I cook GF and Egg free, Soy free when at all possible (I have a kiddo that can tolate soy in small doses). My husband and three daughters have Celiac, so I have learned to re-cook for all of them.
Like you, I try to make my girls' cakes the best — I made an alligator with cupcakes for one of the girls last year, and try to experiment with cupcakes vs cakes since most kids (GF or not) usually just eat the frosting anyway!
I'm experimenting with the "flip-flop" ice cream cake on the better homes and gardens website – it calls for pre-made pound cake. GF cake is pretty dense anyway, so I'm hoping it the BC yellow cake mix will hold up!
Elizabeth,
You're right GF cake mixes are pretty dense on their own but my instructor recommended to my classmates (those using a gluten based cake mix) that adding dry, instant pudding mix to the cake mix would help make their cakes more dense. Is dairy okay for your family?
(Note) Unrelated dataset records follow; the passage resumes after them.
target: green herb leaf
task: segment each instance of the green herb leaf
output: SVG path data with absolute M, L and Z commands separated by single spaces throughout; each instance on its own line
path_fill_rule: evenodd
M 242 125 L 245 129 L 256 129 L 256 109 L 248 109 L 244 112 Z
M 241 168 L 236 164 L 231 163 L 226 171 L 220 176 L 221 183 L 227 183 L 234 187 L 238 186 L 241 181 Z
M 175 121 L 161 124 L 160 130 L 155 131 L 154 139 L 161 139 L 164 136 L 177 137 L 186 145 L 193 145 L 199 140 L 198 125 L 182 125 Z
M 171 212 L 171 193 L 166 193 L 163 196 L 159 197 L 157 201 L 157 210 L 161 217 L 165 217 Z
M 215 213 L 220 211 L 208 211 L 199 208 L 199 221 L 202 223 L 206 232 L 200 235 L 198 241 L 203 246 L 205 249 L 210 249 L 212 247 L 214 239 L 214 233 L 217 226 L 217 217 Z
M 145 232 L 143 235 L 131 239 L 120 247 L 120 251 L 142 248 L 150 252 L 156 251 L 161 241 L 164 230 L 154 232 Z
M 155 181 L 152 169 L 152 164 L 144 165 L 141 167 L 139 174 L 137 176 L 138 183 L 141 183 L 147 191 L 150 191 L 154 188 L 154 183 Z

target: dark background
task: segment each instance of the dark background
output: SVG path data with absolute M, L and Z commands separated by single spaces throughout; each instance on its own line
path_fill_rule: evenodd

Yes, dairy is okay for us. We were dairy-free for about a year when we started GF (that was 6 years ago), re-introduced it and have been fine ever since.
I will try adding pudding to the BC yellow cake mix – I tried the sparling water and the devil's food mix today, and the cupcakes are AMAZING! THANK YOU for this great tip!
Great article, I'm a big fan of your blog, keep on writing these great posts, and I'll be a regular for a long time.